Just so you know we don't do 'treat based' training nor do we use devices. We are all about love, trust and respect taught through a big vocabulary and great drills.

Dog Dancer
May 14th, 2012, 03:09 PM
Tenderfood I sure wish you lived here in BC!

May 14th, 2012, 03:26 PM
I would wait until the dog is at a healthy weight before you start doing work on the RG. At this point, when he's still starving, I think it's a little unrealistic to try to make significant behavioral changes, and they may diminish anyway when he reaches a healthy weight. Training cannot mitigate illness, and right now I think you should treat him as a sick animal.
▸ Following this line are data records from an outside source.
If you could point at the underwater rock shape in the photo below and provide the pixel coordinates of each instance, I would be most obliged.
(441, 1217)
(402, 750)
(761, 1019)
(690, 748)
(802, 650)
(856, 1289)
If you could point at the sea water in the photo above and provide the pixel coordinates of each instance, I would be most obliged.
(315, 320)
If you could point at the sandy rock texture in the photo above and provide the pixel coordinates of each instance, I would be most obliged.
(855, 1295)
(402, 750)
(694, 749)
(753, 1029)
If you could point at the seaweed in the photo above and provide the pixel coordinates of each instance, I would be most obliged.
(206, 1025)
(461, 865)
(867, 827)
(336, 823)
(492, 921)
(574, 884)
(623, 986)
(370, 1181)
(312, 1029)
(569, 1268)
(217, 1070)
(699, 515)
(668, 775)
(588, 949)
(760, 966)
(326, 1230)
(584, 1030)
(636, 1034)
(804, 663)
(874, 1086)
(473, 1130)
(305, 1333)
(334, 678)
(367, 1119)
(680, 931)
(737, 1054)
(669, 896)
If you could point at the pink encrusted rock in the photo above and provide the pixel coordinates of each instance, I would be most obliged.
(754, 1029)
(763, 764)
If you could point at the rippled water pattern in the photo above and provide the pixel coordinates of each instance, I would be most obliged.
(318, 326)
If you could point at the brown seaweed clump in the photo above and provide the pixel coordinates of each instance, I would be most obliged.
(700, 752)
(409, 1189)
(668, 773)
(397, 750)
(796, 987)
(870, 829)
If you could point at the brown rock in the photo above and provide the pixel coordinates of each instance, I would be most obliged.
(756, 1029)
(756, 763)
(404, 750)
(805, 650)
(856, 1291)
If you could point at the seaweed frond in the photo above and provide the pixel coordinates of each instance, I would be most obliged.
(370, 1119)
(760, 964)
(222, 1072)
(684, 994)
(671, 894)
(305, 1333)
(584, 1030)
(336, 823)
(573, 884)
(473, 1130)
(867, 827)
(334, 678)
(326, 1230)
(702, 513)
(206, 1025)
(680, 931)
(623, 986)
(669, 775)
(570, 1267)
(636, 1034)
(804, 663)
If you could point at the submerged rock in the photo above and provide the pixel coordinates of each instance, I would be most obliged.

I think practicing self-control exercises is a good idea, but it's going to take a few weeks for the dogs to sort themselves out, and for you to start seeing this little guy's true personality. I think it's totally understandable for an animal who was living on the streets and starving that has suddenly been given all of this safety and abundance to be possessive of it. It may be a product of the situation, not really who he fundamentally is.

Make time for all of the dogs individually for training, play, and affection. Make sure your sheltie has a chill-out space where they can get away from the new addition. While you are in training, I would also remove temptation and not let the dogs have access to any objects the pom will guard without supervision. That way, when you want to start your counter-conditioning program, you will have total control of the situation and not set the pom up to fail by letting him repeat the behavior unchecked.

In case you haven't found it in your travels, this is one of the best books on RG out there.

May 14th, 2012, 10:22 PM
Good advice!
Just be sure that these bad behaviors are NOT being reinforced and learned as behaviors that work.
Yes, he is not himself as long as he is skinny - but you aren't starving him anymore. He is going to get fed a good amount of food, so good manners still apply.